I enjoyed issue one of Black’s Myth, but I’m glad to say that issue two elevated the story from fun but somewhat unremarkable noir to something that feels truly exciting.
Black’s Myth #2
Wendell Cavalcanti (Artist), Eric Palicki (Writer), Rob Steen (Letterer)
August 11, 2021
The issue opens with Strummer asleep next to an awake woman in her bed. The woman leaves her, meeting Ben along the way. It’s revealed that she’s Carly Barnhardt, whose case he and Strummer have just closed. Though she makes a speedy exit — not without asking Ben to remind Strummer that she’s got her number — it’s these little touches that elevate Black’s Myth issue two to something I’m eagerly anticipating.
To take a bit of a detour, I think we sometimes undervalue the effect that a small, fresh spin can have on a familiar genre. The fact that Strummer is the queer female protagonist of a genre so often rife with misogyny — even in its neo form — does change things. You can still have your dames with legs for days and corruption at every turn, but we’re less likely to run into women who diverge from the norm vilified for that and nothing else.
Wendell Cavalcanti’s art also does an excellent job of blending our expectations of noir — stark blacks and whites, heavy shadows, and so on — with modern cars, fashion, and dialog. At first glance, Cavalcanti’s art looks vintage; the bold lines and stark shadows harkening back to pulpy genre comics from previous generations. These comics still exist, of course, but you’d be forgiven for thinking that Black’s Myth is an older comic until you look closer. That’s the sort of playfulness that works in the series’ favor, drawing you in with one familiar thing and catching you off-guard with something new. It’s surprisingly subtle, too; in the panels below, there’s enough repetition that you think you know what’s going on, but the details invite you to look closer. Carly’s expression is worried in the second panel, but her gesture in the third suggests exasperation, likely with herself, and as the issue moves forward we start to see why.
This relationship, brief as it is, humanizes Strummer in a way that was missing from the first issue. She now feels less like a generic cool girl and more like a person, especially because Barnhardt is fond enough of her to want her to call, despite the potential problem of sleeping with your hired PI when you’re alleging infidelity in your divorce case. It makes us want to know more about what Barnhardt sees in Strummer, especially because their relationship is both taboo (again, you probably shouldn’t sleep with your PI) and short-lived.

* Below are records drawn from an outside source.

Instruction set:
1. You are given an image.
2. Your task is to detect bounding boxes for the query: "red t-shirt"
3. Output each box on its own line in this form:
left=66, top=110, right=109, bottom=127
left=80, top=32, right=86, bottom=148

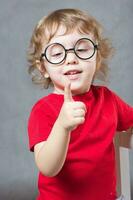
left=28, top=85, right=133, bottom=200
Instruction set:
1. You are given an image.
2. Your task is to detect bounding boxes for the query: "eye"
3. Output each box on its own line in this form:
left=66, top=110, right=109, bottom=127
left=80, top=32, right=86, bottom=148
left=76, top=48, right=89, bottom=52
left=51, top=52, right=63, bottom=57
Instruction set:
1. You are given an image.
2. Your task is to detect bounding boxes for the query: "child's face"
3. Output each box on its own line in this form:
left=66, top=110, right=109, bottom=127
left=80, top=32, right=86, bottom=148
left=44, top=26, right=97, bottom=95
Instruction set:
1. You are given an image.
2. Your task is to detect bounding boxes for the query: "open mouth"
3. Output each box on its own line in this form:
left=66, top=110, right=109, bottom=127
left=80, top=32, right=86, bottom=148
left=64, top=70, right=82, bottom=75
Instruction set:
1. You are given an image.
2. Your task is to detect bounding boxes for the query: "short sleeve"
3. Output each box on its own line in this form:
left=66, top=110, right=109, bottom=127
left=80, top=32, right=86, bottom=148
left=28, top=101, right=54, bottom=151
left=112, top=92, right=133, bottom=131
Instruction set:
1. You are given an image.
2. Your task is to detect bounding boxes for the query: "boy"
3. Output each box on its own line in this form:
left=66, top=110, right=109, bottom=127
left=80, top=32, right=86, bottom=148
left=28, top=9, right=133, bottom=200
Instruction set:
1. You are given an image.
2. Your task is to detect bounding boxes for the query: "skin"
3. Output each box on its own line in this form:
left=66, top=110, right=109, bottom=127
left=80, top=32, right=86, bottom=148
left=34, top=26, right=96, bottom=177
left=43, top=26, right=97, bottom=95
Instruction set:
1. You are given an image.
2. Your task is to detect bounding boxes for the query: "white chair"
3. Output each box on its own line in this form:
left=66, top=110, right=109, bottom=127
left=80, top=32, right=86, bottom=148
left=114, top=129, right=133, bottom=200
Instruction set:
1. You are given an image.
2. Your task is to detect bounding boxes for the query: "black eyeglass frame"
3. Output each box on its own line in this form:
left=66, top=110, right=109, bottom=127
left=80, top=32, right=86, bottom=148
left=40, top=38, right=98, bottom=65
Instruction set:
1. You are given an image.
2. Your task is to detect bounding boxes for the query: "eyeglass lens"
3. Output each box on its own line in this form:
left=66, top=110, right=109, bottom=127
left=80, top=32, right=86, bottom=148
left=45, top=38, right=95, bottom=64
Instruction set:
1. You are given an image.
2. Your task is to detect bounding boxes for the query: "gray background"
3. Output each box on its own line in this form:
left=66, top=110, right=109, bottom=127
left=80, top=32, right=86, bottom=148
left=0, top=0, right=133, bottom=200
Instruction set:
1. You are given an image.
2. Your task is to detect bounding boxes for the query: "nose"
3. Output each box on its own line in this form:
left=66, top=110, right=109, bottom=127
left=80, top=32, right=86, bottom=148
left=66, top=51, right=78, bottom=65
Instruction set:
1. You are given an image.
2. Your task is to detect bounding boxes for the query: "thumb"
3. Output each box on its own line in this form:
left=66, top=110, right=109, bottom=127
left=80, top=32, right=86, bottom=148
left=64, top=82, right=74, bottom=102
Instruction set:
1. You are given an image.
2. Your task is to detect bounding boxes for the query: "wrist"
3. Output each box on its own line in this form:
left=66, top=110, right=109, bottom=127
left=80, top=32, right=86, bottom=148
left=55, top=119, right=71, bottom=134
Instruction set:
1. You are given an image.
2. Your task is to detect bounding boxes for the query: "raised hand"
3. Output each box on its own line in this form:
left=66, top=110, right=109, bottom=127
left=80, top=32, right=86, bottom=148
left=58, top=82, right=86, bottom=131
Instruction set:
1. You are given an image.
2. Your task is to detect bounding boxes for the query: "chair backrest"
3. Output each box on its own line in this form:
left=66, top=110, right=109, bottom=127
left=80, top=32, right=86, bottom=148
left=114, top=131, right=133, bottom=200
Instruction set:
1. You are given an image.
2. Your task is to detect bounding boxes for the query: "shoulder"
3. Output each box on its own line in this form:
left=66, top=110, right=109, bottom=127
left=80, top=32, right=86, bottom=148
left=31, top=94, right=52, bottom=113
left=92, top=85, right=114, bottom=97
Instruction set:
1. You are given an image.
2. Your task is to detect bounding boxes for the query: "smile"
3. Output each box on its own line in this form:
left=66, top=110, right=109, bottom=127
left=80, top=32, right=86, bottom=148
left=64, top=70, right=81, bottom=75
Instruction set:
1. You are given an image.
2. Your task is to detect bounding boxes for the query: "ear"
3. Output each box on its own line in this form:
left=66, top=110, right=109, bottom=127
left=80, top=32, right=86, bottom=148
left=36, top=60, right=49, bottom=78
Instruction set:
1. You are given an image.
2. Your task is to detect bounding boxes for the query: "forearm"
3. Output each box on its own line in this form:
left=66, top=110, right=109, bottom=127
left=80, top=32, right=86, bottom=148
left=36, top=120, right=70, bottom=176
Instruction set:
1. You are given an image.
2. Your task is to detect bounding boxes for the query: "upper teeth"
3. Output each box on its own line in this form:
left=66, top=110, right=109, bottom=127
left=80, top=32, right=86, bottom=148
left=65, top=71, right=79, bottom=75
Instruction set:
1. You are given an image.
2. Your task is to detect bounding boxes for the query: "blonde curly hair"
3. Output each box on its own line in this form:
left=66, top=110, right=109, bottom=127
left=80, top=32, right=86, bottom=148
left=27, top=9, right=114, bottom=88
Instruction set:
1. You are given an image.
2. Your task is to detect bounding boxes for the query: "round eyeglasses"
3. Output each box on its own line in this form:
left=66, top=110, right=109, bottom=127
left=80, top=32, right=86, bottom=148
left=40, top=38, right=98, bottom=64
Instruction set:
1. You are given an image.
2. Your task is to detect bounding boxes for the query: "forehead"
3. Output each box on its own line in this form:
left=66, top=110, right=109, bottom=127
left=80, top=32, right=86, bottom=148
left=49, top=26, right=94, bottom=45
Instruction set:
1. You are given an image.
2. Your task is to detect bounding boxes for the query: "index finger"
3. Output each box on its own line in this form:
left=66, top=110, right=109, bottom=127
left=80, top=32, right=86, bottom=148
left=64, top=82, right=73, bottom=102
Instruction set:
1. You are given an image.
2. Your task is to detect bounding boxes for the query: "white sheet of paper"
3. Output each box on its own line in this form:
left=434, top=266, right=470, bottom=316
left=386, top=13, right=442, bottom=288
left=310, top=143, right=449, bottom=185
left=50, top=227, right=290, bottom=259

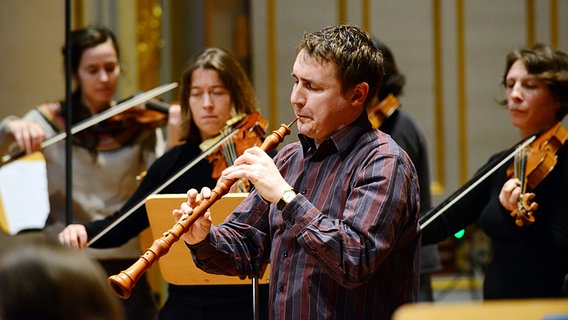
left=0, top=156, right=49, bottom=234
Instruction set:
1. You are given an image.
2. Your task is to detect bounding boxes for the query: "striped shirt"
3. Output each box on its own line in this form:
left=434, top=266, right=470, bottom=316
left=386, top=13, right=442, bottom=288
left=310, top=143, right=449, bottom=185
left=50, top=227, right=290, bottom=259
left=190, top=117, right=420, bottom=319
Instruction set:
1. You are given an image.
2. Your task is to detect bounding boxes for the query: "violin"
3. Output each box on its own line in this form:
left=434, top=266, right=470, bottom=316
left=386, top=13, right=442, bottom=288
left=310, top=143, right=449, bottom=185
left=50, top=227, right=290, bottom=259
left=108, top=118, right=298, bottom=299
left=507, top=122, right=568, bottom=227
left=200, top=112, right=268, bottom=192
left=367, top=93, right=400, bottom=129
left=0, top=82, right=178, bottom=166
left=87, top=112, right=270, bottom=247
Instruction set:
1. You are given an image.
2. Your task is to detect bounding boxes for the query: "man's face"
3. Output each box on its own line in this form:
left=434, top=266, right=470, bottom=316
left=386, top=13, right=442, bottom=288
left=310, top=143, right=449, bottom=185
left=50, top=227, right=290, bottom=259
left=290, top=50, right=362, bottom=143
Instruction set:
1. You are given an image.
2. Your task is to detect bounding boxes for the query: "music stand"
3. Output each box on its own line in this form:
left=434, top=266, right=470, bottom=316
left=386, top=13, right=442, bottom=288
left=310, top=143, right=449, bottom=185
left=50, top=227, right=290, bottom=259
left=146, top=193, right=270, bottom=319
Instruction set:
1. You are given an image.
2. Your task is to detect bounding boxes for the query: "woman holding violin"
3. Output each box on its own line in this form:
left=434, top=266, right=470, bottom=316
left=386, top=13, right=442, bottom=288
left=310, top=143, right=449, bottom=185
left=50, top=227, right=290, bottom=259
left=59, top=48, right=268, bottom=319
left=423, top=45, right=568, bottom=300
left=0, top=27, right=164, bottom=319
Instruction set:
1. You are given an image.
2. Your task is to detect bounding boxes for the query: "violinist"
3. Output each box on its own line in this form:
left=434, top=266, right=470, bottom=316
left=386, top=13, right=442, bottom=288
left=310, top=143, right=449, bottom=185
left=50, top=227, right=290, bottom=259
left=423, top=44, right=568, bottom=300
left=173, top=25, right=420, bottom=320
left=367, top=37, right=441, bottom=301
left=59, top=48, right=268, bottom=320
left=0, top=26, right=161, bottom=319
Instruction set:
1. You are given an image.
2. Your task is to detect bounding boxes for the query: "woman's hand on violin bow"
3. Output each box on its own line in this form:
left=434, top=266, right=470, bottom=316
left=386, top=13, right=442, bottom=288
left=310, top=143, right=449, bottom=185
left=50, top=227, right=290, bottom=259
left=8, top=119, right=45, bottom=154
left=172, top=188, right=211, bottom=245
left=499, top=178, right=521, bottom=211
left=59, top=224, right=89, bottom=249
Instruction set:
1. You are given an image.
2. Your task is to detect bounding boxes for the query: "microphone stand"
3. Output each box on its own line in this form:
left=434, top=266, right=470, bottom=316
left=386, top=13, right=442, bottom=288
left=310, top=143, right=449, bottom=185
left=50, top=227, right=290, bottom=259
left=64, top=0, right=73, bottom=225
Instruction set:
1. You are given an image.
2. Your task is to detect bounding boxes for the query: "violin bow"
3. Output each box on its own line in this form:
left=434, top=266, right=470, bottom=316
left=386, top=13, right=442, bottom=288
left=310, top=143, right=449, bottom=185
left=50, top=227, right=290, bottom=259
left=418, top=135, right=536, bottom=229
left=87, top=128, right=239, bottom=246
left=0, top=82, right=178, bottom=166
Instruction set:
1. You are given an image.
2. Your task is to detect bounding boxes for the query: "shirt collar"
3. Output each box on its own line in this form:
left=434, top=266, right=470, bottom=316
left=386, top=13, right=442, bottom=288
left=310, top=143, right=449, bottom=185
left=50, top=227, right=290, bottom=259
left=298, top=112, right=373, bottom=161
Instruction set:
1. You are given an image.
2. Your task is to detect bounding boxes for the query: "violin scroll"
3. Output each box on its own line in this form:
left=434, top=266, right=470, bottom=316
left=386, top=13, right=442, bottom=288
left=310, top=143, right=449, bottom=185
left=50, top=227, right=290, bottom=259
left=507, top=122, right=568, bottom=227
left=207, top=112, right=268, bottom=179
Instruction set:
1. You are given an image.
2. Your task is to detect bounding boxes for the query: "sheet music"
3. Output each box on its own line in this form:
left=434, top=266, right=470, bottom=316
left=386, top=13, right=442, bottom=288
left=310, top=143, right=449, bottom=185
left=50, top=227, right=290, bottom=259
left=0, top=153, right=49, bottom=234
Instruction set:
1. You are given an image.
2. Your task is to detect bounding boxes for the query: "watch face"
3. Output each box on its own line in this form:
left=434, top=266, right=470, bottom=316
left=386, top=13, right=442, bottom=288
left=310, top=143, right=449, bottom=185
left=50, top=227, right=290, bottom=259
left=282, top=190, right=296, bottom=202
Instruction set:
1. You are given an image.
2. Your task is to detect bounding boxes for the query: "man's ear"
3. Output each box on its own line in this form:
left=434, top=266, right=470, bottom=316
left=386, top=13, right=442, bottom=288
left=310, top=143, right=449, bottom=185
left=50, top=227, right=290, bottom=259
left=351, top=82, right=369, bottom=106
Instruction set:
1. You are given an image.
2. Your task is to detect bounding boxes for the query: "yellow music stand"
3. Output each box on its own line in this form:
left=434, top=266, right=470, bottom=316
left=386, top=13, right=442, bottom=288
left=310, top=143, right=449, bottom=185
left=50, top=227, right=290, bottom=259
left=146, top=193, right=270, bottom=285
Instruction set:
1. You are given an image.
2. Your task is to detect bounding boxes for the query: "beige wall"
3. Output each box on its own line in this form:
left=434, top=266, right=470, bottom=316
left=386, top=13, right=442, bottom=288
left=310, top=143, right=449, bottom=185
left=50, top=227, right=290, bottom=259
left=252, top=0, right=568, bottom=200
left=0, top=0, right=65, bottom=119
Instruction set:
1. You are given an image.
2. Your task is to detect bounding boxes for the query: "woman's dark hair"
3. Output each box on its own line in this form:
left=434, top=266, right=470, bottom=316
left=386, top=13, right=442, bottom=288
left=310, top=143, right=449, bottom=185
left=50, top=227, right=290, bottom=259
left=500, top=43, right=568, bottom=121
left=61, top=26, right=120, bottom=155
left=373, top=37, right=406, bottom=101
left=0, top=235, right=124, bottom=320
left=62, top=26, right=120, bottom=73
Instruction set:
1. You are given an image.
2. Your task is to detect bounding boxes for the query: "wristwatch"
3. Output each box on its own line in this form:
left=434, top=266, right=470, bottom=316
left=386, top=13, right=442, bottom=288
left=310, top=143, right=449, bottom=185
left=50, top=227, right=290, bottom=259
left=276, top=189, right=296, bottom=211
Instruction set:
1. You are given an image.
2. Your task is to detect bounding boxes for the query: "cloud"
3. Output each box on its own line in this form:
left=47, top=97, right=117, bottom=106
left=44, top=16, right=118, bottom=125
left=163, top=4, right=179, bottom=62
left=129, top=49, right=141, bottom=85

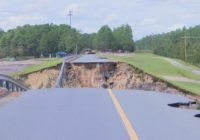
left=61, top=3, right=86, bottom=16
left=141, top=17, right=158, bottom=26
left=167, top=23, right=185, bottom=32
left=103, top=14, right=117, bottom=24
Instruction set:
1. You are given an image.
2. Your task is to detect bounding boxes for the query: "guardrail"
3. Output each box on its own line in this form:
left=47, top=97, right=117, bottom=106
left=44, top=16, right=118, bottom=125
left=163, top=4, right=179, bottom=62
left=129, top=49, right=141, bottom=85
left=55, top=55, right=80, bottom=88
left=0, top=74, right=29, bottom=92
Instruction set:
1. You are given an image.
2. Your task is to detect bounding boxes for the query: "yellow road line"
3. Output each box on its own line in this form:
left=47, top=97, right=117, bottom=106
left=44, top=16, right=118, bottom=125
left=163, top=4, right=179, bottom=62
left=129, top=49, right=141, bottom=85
left=108, top=89, right=139, bottom=140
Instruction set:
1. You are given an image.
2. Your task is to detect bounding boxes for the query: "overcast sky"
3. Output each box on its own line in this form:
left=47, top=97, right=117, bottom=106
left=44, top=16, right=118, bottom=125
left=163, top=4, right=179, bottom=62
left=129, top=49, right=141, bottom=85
left=0, top=0, right=200, bottom=39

But it’s not just Strummer who sets Black’s Myth apart, either. In this issue, we’re introduced to a sort of homme fatale: Rainsford Black, the owner of the silver bullets responsible for the murder attempt on Strummer in the previous issue. In issue two, Strummer convinces Ben to join her in investigating Black’s missing bullets — there should be thirty, but two are missing — and the two journey to his mansion, which seems to be full of taxidermied cryptids and other mythic figures. The aesthetic is great, if, unlike Strummer and Ben — a werewolf and djinn, respectfully — you are not yourself a cryptid.
This issue also introduces a bit more levity than the previous one to great effect. Strummer’s exchanges with Ben have more humor than the previous issue, and Ben also has some wonderful exchanges with a character introduced at Rainsford’s taxidermy cryptid menagerie. Again, this fleshing out of the tone and characters gets Black’s Myth out of what felt like a satisfying but somewhat rote noir pattern in the first issue.
There are enough dangled hints that the story could progress in a number of directions. Like any good mystery, we’ve got enough clues to feel informed, but not so many that we’ve already figured out where things are going. I’m glad that I stuck with Black’s Myth through issue two and am excited to see how this mythical take on crime and noir fiction develops.